Ta ruda metalówa, co ma bloga o gotowaniu
[16.10.2014]
Wylaszczyłam się nieco, bo wypadało, nawet umalowałam oko na błyszcząco. Zrezygnowałam tylko z pantofelków na obcasie, bo mżyło i kapało.
Uwielbiam miasto deszczowe i wieczorne, mrugające neonami, pełne ludzi, parasoli, tramwajów, świateł sygnalizacji odbijających się w mokrym bruku. W Zamku tłumy. Spodziewałam się gromadki ludzi w małej salce, kameralnej, tymczasem na bogato - sala Wielka, pod salą stand bogato założony piśmiennictwem Michała Witkowskiego. Głównie panie, trochę młodzieży płci obojga, ale żadnych lujów.
Kawałek "Zbrodniarza i dziewczyny", soczysty, ze zjazdem ciot wrocławskich pod szaletem-miejscem zbrodni, czyta Michaśka. Miękkim głosem, z nastrojem.
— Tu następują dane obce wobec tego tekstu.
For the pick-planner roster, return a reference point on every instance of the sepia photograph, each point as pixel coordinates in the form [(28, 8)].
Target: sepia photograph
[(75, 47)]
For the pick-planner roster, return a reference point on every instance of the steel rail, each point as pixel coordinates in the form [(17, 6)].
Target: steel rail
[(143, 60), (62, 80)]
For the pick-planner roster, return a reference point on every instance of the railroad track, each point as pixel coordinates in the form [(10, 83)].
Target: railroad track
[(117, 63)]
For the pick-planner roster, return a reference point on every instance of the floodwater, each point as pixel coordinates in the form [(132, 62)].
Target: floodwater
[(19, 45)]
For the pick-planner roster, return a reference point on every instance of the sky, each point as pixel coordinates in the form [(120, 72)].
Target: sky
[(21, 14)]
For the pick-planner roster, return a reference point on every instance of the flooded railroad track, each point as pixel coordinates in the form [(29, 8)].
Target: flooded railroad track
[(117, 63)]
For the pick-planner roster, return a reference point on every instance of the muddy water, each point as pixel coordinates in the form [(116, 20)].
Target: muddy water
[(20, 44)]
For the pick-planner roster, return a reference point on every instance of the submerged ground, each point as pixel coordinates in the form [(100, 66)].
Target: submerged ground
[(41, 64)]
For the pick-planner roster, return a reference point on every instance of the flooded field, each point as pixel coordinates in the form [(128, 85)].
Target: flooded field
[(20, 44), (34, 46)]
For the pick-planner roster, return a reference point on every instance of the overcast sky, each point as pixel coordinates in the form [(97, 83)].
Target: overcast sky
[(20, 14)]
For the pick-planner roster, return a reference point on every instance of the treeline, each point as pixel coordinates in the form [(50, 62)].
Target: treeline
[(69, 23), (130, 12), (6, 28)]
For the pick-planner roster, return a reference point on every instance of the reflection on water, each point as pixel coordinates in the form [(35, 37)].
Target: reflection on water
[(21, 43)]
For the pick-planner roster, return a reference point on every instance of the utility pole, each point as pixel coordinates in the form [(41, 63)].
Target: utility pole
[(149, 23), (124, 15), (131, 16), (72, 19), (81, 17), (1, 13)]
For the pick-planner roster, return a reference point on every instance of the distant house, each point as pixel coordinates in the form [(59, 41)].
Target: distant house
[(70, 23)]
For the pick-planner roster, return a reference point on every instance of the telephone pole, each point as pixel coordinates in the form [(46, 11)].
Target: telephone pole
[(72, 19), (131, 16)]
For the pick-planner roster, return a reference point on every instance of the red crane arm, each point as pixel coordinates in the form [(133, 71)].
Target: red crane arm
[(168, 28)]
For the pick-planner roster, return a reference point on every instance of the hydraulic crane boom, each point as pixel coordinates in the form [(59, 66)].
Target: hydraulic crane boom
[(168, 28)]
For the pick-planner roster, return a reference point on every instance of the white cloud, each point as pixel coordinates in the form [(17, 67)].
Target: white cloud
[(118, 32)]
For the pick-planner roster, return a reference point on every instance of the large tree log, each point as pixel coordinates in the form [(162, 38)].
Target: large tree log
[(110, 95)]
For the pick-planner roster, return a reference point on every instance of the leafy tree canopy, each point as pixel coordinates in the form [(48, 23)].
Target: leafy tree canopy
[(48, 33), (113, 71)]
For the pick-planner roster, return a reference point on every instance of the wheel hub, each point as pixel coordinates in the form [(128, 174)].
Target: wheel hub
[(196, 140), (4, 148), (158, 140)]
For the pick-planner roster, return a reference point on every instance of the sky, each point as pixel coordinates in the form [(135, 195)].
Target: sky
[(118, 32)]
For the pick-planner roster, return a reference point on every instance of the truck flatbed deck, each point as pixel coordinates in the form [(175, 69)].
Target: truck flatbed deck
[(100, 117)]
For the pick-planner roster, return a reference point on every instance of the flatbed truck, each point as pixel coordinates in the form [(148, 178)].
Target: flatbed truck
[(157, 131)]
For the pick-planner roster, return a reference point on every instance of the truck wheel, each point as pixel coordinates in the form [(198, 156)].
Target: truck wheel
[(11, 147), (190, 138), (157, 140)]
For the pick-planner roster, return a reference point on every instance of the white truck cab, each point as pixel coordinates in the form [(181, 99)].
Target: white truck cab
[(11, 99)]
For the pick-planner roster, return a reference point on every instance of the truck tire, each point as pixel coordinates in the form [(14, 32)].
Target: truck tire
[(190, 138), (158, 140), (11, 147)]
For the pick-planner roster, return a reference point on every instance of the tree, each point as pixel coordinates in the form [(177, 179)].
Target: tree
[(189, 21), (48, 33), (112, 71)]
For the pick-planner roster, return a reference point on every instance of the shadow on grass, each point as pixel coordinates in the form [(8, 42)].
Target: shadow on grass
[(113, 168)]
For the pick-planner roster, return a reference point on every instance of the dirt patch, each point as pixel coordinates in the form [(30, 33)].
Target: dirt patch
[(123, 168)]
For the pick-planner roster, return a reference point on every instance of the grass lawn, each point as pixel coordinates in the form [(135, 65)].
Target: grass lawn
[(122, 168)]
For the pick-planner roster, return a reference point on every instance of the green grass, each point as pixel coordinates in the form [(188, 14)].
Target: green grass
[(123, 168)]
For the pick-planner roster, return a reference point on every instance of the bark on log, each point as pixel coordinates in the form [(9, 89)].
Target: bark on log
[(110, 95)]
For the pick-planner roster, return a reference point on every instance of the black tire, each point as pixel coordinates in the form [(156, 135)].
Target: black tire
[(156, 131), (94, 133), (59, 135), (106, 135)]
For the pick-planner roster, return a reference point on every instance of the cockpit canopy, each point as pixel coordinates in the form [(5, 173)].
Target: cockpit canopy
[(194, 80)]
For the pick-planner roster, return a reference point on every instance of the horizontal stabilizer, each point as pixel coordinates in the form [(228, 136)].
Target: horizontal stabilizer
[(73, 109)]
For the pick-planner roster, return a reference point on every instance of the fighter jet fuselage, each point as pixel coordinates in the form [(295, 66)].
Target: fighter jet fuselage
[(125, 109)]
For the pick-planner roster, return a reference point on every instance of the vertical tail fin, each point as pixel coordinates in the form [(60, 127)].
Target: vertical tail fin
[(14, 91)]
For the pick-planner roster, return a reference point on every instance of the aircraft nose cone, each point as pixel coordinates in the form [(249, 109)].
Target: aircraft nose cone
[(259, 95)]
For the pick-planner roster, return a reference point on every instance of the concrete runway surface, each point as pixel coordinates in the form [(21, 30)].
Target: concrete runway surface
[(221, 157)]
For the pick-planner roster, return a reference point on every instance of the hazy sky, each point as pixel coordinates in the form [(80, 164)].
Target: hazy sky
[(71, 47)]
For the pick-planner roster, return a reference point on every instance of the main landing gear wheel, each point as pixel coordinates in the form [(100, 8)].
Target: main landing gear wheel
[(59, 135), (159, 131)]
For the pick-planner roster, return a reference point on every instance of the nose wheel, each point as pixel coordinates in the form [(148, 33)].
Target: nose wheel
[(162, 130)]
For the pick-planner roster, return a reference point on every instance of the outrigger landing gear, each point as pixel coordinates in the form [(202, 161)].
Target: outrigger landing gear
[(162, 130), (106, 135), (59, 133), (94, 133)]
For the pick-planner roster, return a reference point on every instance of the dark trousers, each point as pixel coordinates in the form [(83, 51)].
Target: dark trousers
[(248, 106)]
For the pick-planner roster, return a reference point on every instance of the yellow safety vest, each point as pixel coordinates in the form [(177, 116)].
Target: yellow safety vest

Mało o modzie, dużo o inteligentnym szydzeniu sobie z intelektualistów, o tym, czemu bohaterki Lubiewa tak przeklinają (bo muszą, mamo, są samodzielne i lubią przeklinać). Drobna drwina z Camilli Lackberg (kryminał i "Klan" w jednym), pochwała ascetyczności Joe Alexa. Michaśkę skonstrastowano z nobliwym panem profesorem, którego personaliów w przeciwieństwie do informacji, że nie wyznaje się na pudelkach i fejsikach, nie zapamiętałam. Nie wyszło za dobrze, mam wrażenie, że nikt nie przyszedł na nudnawy wykład z językoznawstwa; poznałam po wychodzących przed czasem.
Na koniec fragment z "Drwala", kopalni scen. O tym, jak Michaśka chciał od luja majtki, żeby mu przeprać w rękach w misce. Bo brudne.
Dziś był Miłoszewski, nieco żałuję, że nie poszłam.